Paylaşmalı mal ayrılığı rejimine ilişkin olarak TMK 254. maddede, evliliğin iptal veya boşanma kararıyla sona erdirilmesi halinde, ailenin ortak kullanımına özgülenmiş ve eşler arasında eşit olarak paylaşma konusu olan konutta kalmaya ve ev eşyasını kullanmaya hangisinin devam edeceği konusunda eşlerin anlaşabilecekleri, konutta kalma hakkını elde eden eşin, bu hakkın tapu kütüğüne şerh edilmesini isteyebileceği, eşlerin aile konutunda kimin kalmaya ve ev eşyasını kimin kullanmaya devam edeceği konusunda anlaşamamaları halinde, hakkaniyet gerektiriyorsa hâkimin, olayın özelliklerini, eşlerin ekonomik ve sosyal durumlarını ve varsa çocukların menfaatlerini göz önünde bulundurarak bu hakka hangisinin sahip olacağına iptal veya boşanma kararıyla birlikte resen karar vereceği; bu kararda kalma ve kullanma süresinin belirlenerek tapu kütüğüne şerhi için tapu memurluğuna bildirileceği, aksine karar verilmedikçe hakkın belirlenen sürenin bitiminde kendiliğinden sona erip, süre sona ermeden yararlanan tarafın durumunda değişiklik olması halinde, diğer tarafın kararın gözden geçirilmesini isteyebileceği, eşlerin konutta kira ile oturmaları halinde ise, hâkimin gerektiğinde konutta kiracı sıfatı taşımayan eşin kalmasına karar verebileceği ve bu durumda, kiralayanın sözleşmeden doğan haklarını güvenceye almak için gerekli düzenleme yapılmasına iptal veya boşanma kararıyla birlikte resen karar verileceği düzenlenmiştir.

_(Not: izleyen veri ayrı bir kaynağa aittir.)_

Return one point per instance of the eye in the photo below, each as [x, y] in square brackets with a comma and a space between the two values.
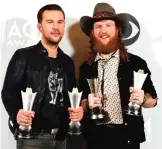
[133, 31]
[49, 21]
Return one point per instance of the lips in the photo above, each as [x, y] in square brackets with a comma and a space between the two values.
[104, 36]
[55, 33]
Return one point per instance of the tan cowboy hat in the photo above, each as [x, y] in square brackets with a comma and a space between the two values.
[104, 11]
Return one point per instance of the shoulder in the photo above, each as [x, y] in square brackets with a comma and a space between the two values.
[28, 50]
[138, 63]
[136, 59]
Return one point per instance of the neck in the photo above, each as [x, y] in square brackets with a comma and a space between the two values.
[106, 56]
[51, 48]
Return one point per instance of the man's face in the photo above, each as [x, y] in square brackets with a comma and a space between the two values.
[52, 26]
[104, 31]
[105, 36]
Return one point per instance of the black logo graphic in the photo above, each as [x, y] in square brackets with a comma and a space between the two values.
[133, 31]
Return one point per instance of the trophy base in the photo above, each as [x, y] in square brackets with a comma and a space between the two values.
[100, 116]
[20, 136]
[74, 133]
[25, 133]
[132, 112]
[93, 116]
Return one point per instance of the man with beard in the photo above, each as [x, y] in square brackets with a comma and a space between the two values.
[47, 70]
[110, 62]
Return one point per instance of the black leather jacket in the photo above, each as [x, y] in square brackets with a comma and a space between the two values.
[28, 68]
[134, 125]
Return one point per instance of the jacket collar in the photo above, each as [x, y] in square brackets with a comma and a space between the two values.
[44, 52]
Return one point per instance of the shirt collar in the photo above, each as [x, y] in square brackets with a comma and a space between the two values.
[99, 56]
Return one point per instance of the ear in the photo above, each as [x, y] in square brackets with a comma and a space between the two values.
[39, 27]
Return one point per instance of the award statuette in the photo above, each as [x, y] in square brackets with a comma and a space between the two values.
[96, 112]
[75, 97]
[28, 98]
[139, 78]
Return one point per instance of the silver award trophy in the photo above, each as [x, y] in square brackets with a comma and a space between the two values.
[28, 98]
[95, 112]
[75, 97]
[139, 78]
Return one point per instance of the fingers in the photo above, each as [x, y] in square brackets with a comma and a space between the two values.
[24, 118]
[137, 96]
[94, 101]
[76, 114]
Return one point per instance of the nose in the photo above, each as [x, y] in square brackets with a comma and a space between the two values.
[55, 25]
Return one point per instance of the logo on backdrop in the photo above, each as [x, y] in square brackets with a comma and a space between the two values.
[16, 33]
[133, 31]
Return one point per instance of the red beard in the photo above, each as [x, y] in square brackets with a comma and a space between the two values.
[110, 47]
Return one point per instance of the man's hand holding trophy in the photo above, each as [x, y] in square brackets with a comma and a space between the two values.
[25, 115]
[136, 94]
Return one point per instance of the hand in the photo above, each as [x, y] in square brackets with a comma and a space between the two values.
[76, 114]
[94, 100]
[137, 96]
[24, 118]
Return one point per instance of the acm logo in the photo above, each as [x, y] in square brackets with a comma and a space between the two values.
[133, 31]
[16, 33]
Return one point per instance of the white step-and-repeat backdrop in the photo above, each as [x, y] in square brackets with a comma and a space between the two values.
[18, 29]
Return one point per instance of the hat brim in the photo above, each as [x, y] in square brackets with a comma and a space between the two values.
[87, 22]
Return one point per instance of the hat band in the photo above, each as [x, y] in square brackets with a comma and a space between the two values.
[103, 14]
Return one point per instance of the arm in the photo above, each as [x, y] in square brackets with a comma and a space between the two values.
[150, 97]
[11, 91]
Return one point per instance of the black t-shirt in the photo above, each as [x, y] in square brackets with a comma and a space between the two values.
[53, 109]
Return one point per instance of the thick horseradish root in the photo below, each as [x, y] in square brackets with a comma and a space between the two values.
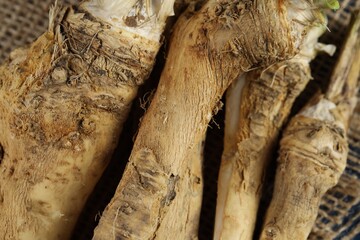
[210, 47]
[63, 101]
[313, 149]
[256, 108]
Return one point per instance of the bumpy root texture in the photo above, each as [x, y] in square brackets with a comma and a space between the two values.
[210, 47]
[313, 150]
[257, 106]
[63, 101]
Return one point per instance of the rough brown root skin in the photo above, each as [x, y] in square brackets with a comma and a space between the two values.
[313, 150]
[312, 158]
[255, 113]
[210, 48]
[265, 104]
[63, 103]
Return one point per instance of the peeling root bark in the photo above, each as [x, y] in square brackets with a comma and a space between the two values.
[210, 48]
[313, 150]
[63, 102]
[257, 107]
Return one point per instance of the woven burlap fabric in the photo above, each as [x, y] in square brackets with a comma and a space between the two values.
[22, 21]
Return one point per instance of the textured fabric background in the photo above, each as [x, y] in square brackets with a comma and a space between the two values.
[22, 21]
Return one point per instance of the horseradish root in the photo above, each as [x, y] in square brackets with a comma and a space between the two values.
[313, 150]
[257, 106]
[210, 47]
[63, 101]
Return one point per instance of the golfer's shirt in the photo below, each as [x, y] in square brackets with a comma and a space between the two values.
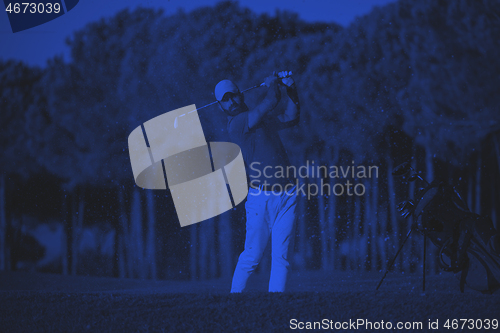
[265, 156]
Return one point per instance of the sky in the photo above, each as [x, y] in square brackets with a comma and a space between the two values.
[36, 45]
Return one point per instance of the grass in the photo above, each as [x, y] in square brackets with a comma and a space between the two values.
[41, 303]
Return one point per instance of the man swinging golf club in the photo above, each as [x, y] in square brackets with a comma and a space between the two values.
[271, 200]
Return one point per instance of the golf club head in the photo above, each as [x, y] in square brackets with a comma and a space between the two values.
[413, 177]
[401, 169]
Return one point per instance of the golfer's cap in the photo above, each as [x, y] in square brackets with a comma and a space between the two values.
[224, 87]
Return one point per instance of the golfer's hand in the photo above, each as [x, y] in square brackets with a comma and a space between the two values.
[286, 78]
[273, 93]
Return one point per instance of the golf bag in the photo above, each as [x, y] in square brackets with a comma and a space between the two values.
[469, 245]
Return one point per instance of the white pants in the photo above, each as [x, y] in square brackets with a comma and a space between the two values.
[268, 214]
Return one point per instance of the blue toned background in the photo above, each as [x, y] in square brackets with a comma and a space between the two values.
[379, 85]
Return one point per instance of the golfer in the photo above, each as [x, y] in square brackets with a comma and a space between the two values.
[271, 200]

TMK 194/IV. fıkra hükmü ise İsviçre Medeni Kanunu’nda yer almayan bir düzenleme olup, hükümde kiracı olmayan eşe, kiralayana yapacağı tek taraflı bildirimle, kira sözleşmesine katılma hakkı tanınmış ve bildirimde bulunan eşin diğer eşle müteselsilen sorumlu olacağı belirtilmiştir.
Ancak, ZGB 121. maddenin karşılığının Türk hukukunda da yer alması gerektiği görüşünde olan yazarlarca, bu iki düzenleme, ülkemizin sosyal yapısı içinde olması gerekeni sağlamaktan uzak oldukları belirtilerek eleştirilmekte, ayrıca paylaşmalı mal ayrılığı rejiminde boşanma veya iptal kararı sonrasında aile konutunun korunması yönünde kısmi bir düzenlemenin yer almış olmasına rağmen, TMK ile birlikte edinilmiş mallara katılma rejiminin yasal mal rejimi olarak kabul edilmiş olduğu gerçeği karşısında, ülkemizdeki evliliklerin çoğunluğunda geçerli olan bu mal rejiminde, boşanma veya iptal kararı sonrasında aile konutunun akıbetine dair bir hüküm bulunmaması haklı olarak eleştiri konusu yapılmıştır.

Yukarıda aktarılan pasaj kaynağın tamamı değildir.